Against Bök’s sought-after permanence, I offer vulnerable transience as a space of openness, a space from which to work. Being vulnerable and open to change and grief, both materially and psychically in poetic practice, allows me to engage with the world in creative, unexpected ways. After a year or so of experimenting with the form and practice of letraset poetics, I now have an extensive fragile archive of paper and objects. Full disclosure: I’ve photographed some of my work so that it is publishable and can exist longer than the worldly version will allow; but the fragile and vulnerable originals are housed precariously within parchment. And what to make of this fragile archive?
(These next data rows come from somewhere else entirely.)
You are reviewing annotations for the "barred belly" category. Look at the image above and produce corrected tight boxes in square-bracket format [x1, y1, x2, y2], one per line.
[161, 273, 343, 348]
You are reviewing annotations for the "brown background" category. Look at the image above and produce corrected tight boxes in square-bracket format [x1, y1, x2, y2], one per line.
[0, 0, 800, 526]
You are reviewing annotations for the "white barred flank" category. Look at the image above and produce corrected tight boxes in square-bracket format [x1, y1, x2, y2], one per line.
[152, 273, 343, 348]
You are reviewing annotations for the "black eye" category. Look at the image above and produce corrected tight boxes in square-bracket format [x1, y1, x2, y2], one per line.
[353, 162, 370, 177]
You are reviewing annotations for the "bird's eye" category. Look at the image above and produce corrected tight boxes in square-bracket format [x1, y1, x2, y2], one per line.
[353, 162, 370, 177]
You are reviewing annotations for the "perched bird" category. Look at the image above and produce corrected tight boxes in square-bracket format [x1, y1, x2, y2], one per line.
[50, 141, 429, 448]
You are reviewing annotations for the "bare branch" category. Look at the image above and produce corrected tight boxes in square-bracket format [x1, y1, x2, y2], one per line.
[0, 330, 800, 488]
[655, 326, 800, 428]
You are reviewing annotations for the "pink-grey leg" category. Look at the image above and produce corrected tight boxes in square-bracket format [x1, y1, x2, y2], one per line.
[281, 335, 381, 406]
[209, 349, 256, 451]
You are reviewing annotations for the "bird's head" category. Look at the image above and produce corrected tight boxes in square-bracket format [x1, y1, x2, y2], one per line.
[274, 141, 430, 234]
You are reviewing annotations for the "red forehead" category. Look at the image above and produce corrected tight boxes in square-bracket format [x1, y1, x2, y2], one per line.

These meager monuments of personal and political struggle? Ahmed refers to such fragility as “the record of a life,” the shattered pieces and selves that form a fragmented, ephemeral, yet lasting narrative of grief and resistance.[8]

And so I sit with a blank page, bare driftwood, smooth emerald beach glass, an open frontier. I take my broken materials and set off, to landscapes unknown, to grief, to impermanence, letting go, letting this thing within me sing.



1. Sara Ahmed, “Out and About,” feministkilljoys, February 3, 2017.

2. Hélène Cixous, “The Laugh of the Medusa,” in Feminisms: An Anthology of Literary Theory and Criticism, ed. Robyn R. Warhol and Diane Price Herndl (New Brunswick, NJ: Rutgers University Press, 1997), 356.

3. Sara Ahmed, “Feminism and Fragility” (lecture, National Women’s Studies Association conference, Milwaukee, WI, November 13, 2015). 

4. Sara Ahmed, “Queer Fragility,” feministkilljoys, April 21, 2016.

5. Sara Ahmed, “Fragility,” feministkilljoys, June 4, 2014. 

6. Mahvish Ahmad, “On Feminism’s Fragile Army,” The New Inquiry, May 15, 2017. 

7. Christian Bök, “The Xenotext Works,” Poetry Foundation, April 2, 2011.

8. Sara Ahmed, “Sara Ahmed: Notes from a Feminist Killjoy,” interview with Nishta J. Mehra, Guernica, July 17, 2017.